Research

Are Juries Racially Discriminatory? Evidence from the Race-Blind Charging of Grand Jury Defendants with and without Racially Distinctive Names (With Mark Hoekstra and Suhyeon Oh)
We implement five different tests of whether grand juries, which are drawn from a representative cross-section of the public, discriminate against Black defendants when deciding to prosecute felony cases. Three tests exploit that while jurors do not directly observe defendant race, jurors do observe the “Blackness” of defendants’ names. All three tests—an audit-study-style test, a traditional outcome-based test, and a test that estimates racial bias using blinded/unblinded comparisons after purging omitted variable bias—indicate juries do not discriminate based on race. Two additional tests indicate racial bias explains at most 0.3 percent of the Black-White felony conviction gap. https://www.nber.org/papers/w34106

Behind the screens: A replication and extension of Coasian bargaining experiments in the digital age. (with Catherine Eckel, Ryan Rholes, and Jesse Backstrom) European Economic Review 175 (2025): 105024.
This paper replicates Hoffman and Spitzer’s seminal Coasian bargaining experiments from the early 1980s and extends them to examine the impact of digital communication. We find that, while the face-to-face replication results mostly align with the original findings, transitioning to a digital environment induces a 23.3 percent decrease in efficient decision-making and over a fourfold increase in self-regarding behavior.
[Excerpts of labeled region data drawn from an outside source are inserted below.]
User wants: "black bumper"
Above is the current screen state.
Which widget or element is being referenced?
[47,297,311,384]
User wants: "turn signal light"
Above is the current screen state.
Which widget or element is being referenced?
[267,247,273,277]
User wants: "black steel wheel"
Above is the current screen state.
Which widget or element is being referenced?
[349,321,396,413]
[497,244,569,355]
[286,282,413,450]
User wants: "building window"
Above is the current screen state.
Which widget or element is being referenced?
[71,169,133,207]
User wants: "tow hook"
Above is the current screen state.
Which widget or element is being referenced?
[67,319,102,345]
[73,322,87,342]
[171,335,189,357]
These effects are amplified in one-shot bargaining scenarios and when property rights are strengthened and persist as bargainers gain experience. Our findings allude to several implications of digital communication for efficiency and welfare distributions in negotiation settings.
https://doi.org/10.1016/j.euroecorev.2025.105024

The Impact of Vaccine Misinformation: Evidence from the US (Download)(AEA Poster Video)
The increasing amount of vaccine misinformation, especially during the Covid-19 pandemic, has generated significant debate about the proper role of government and media platforms in combating it. However, little is known about whether and to what extent misinformation can actually change immunization behavior. This paper addresses this question by examining how parents responded to the unexpected surge in media coverage in 2007 of the verifiably false claim that the MMR vaccine caused autism. Specifically, I use a difference-in-differences approach to compare the vaccination rates of children whose parents were most and least likely to be affected by the coverage over time. Results indicate that susceptible parents were 3.3 percentage points less likely to vaccinate their children with an MMR shot by the recommended age of 15 months and 4.1 percentage points less likely to do so by 29 months.